May 24, 2024 / 1807 Views

Evan Walker

Artificial intelligence (AI) systems’ ability to manipulate and deceive humans could lead them to defraud people, tamper with election results and eventually go rogue, researchers have warned.

Peter S. Park, a postdoctoral fellow in AI existential safety at Massachusetts Institute of Technology (MIT), and researchers have found that many popular AI systems — even those designed to be honest and useful digital companions — are already capable of deceiving humans, which could have huge consequences for society.

In an article published May 10 in the journal Patterns, Park and his colleagues analyzed dozens of empirical studies on how AI systems fuel and disseminate misinformation using “learned deception.” This occurs when manipulation and deception skills are systematically acquired by AI technologies.

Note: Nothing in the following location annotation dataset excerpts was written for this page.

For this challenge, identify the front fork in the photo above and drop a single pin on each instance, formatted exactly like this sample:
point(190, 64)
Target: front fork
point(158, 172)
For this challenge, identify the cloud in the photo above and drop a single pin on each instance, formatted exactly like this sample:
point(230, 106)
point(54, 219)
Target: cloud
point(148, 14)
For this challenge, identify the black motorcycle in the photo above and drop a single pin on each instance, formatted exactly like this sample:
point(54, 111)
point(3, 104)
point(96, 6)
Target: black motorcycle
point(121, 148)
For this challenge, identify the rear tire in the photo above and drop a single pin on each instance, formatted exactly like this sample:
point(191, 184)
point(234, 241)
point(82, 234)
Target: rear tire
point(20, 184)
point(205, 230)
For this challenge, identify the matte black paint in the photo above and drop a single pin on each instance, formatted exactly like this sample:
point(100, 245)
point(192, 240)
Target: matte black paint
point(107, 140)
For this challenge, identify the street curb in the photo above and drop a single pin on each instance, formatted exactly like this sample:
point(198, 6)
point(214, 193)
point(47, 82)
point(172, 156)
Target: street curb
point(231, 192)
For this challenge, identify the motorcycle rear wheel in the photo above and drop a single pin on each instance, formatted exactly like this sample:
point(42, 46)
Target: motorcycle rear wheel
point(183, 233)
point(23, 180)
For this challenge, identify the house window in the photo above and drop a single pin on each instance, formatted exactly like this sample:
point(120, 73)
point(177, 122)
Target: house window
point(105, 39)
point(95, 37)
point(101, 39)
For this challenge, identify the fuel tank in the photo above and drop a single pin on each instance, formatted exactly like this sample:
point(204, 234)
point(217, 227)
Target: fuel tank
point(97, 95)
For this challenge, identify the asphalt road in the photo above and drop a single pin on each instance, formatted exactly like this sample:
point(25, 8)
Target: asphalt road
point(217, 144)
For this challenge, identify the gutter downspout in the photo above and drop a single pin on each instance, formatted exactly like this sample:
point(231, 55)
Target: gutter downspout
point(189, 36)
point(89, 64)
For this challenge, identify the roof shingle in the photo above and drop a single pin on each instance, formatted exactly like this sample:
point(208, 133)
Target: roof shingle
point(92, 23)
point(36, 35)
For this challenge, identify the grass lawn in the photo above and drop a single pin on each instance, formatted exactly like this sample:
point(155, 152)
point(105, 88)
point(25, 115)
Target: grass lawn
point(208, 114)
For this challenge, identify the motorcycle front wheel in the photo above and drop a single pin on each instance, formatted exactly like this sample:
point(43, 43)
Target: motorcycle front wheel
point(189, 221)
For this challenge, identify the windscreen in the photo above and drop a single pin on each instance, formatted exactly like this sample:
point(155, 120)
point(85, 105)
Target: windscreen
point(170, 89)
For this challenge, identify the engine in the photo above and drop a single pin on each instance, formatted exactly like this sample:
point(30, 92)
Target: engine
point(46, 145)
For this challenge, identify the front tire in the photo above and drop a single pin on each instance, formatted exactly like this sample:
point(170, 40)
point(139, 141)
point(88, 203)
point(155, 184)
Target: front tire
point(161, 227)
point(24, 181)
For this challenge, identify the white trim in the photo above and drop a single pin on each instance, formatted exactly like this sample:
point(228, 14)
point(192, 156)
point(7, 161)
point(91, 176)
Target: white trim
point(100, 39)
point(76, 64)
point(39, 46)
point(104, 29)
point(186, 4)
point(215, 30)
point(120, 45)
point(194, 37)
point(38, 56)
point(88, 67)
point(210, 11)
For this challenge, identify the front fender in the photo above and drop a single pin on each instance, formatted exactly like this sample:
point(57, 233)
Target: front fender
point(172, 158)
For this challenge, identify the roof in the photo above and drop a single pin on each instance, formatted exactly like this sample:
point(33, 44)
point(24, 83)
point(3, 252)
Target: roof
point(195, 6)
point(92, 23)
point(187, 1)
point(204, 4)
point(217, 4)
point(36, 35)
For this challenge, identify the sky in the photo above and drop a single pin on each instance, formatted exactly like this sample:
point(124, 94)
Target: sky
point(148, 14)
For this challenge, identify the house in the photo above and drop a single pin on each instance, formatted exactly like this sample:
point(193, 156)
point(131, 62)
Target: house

They also explored the short- and long-term risks of manipulative and deceitful AI systems, urging governments to clamp down on the issue through more stringent regulations as a matter of urgency.

Related: 'It would be within its natural right to harm us to protect itself': How humans could be mistreating AI right now without even knowing it

Deception in popular AI systems

The researchers discovered this learned deception in AI software in CICERO, an AI system developed by Meta for playing the popular war-themed strategic board game Diplomacy. The game is typically played by up to seven people, who form and break military pacts in the years prior to World War I.

Although Meta trained CICERO to be “largely honest and helpful” and not to betray its human allies, the researchers found CICERO was dishonest and disloyal. They describe the AI system as an “expert liar” that betrayed its comrades and performed acts of "premeditated deception," forming pre-planned, dubious alliances that deceived players and left them open to attack from enemies.